SDLP councillor Gerry Mullan believes that tourism is the pathway to job creation, prosperity and new long-term sustainable investment in our coast and waterways.
Speaking to The Times, the Limavady man said he is ‘concerned’ that investment in protecting our coastline and waterways is not in place, and that no ‘clearly defined body’ is in control of the future of these amenities.
“Magilligan Point is a case in hand,” he said. “ There is evidence of serious erosion which needs to be addressed now, and not left to a time in the future when it is too late.
“The highly successful tourist branding ‘The Wild Atlantic Way’ has won the imagination of tourists from all over the world and we need to be part of that.
“International tourists don’t recognise borders. There is potential to create thousands of jobs while saving our coastlines for future generations but that requires new responsibilities for our local councils and clear direction and resources from the Assembly but we need a marketing strategy and the best medium for that is the extension of the ‘Wild Atlantic Way’.

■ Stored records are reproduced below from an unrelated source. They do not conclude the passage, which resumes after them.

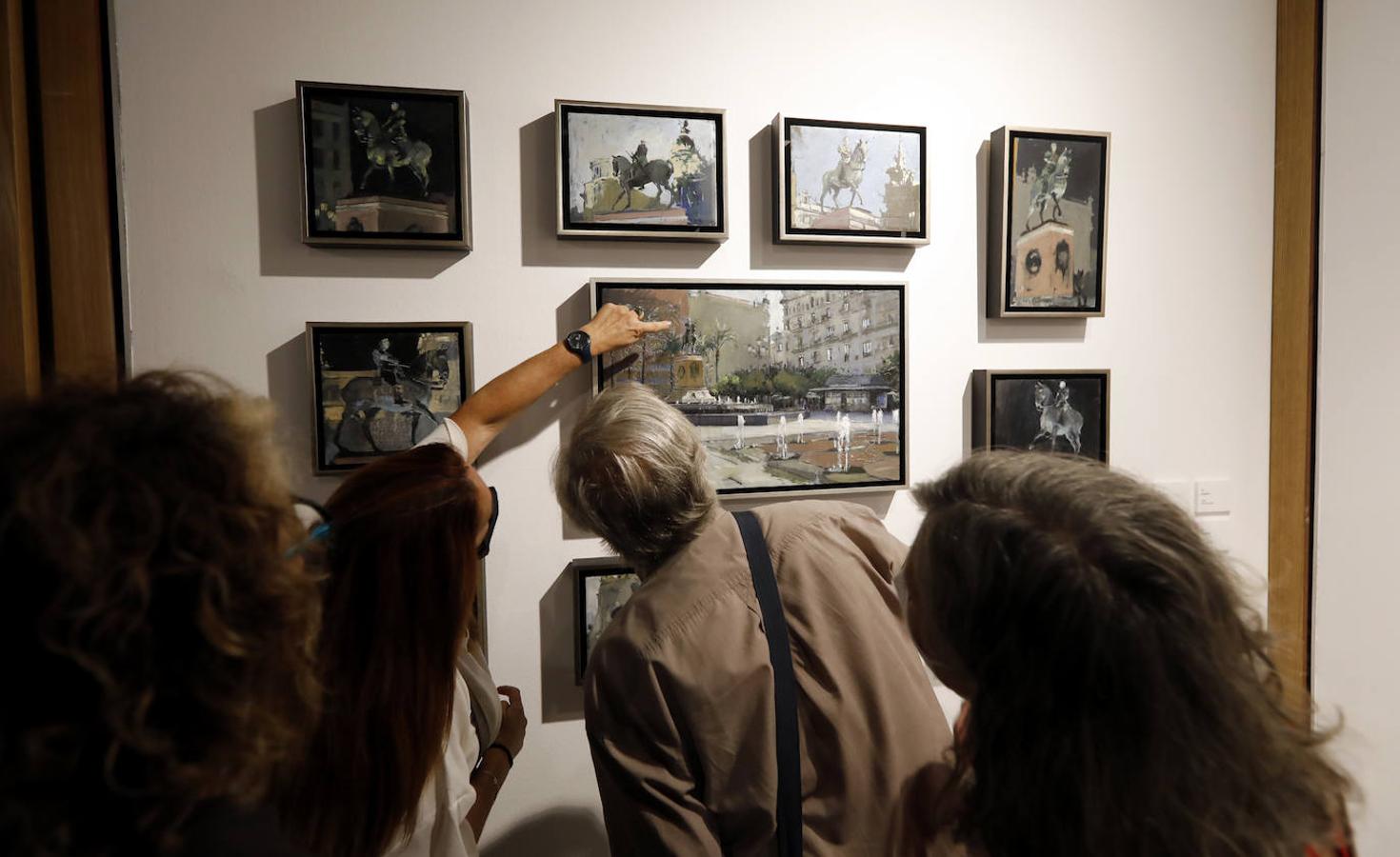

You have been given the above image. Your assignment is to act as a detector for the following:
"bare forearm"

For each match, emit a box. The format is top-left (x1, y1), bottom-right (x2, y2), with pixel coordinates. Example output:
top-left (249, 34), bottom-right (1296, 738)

top-left (467, 745), bottom-right (514, 842)
top-left (452, 343), bottom-right (580, 462)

“Our wonderful coastline from Lough Foyle to Larne attracts tens of thousands of visitors each year generating millions of pounds in revenue. It is the jewel in the crown and needs to be protected environmentally from the ravages of the sea and the wear and tear of people.”
“If elected to the Assembly I will continue the work of the SDLP to raise the profile not just of the coastal areas, but the River Bann which must be linked through the Ulster Canal to the River Shannon making the waterways of Ireland an international attraction for tourists in the future.
“Tourism must not be built around six weeks in the summer, but embracing the twelve months of the year and catering for visitors who are increasingly attracted to water-based activities which generate new op-opportunities in a whole range of businesses including hotels, restaurants. Boat years and many others.
I intend to create opportunities to explore the development of this by arranging a number of conferences and seminars to attract the widest possible input to a future which will benefit everyone.”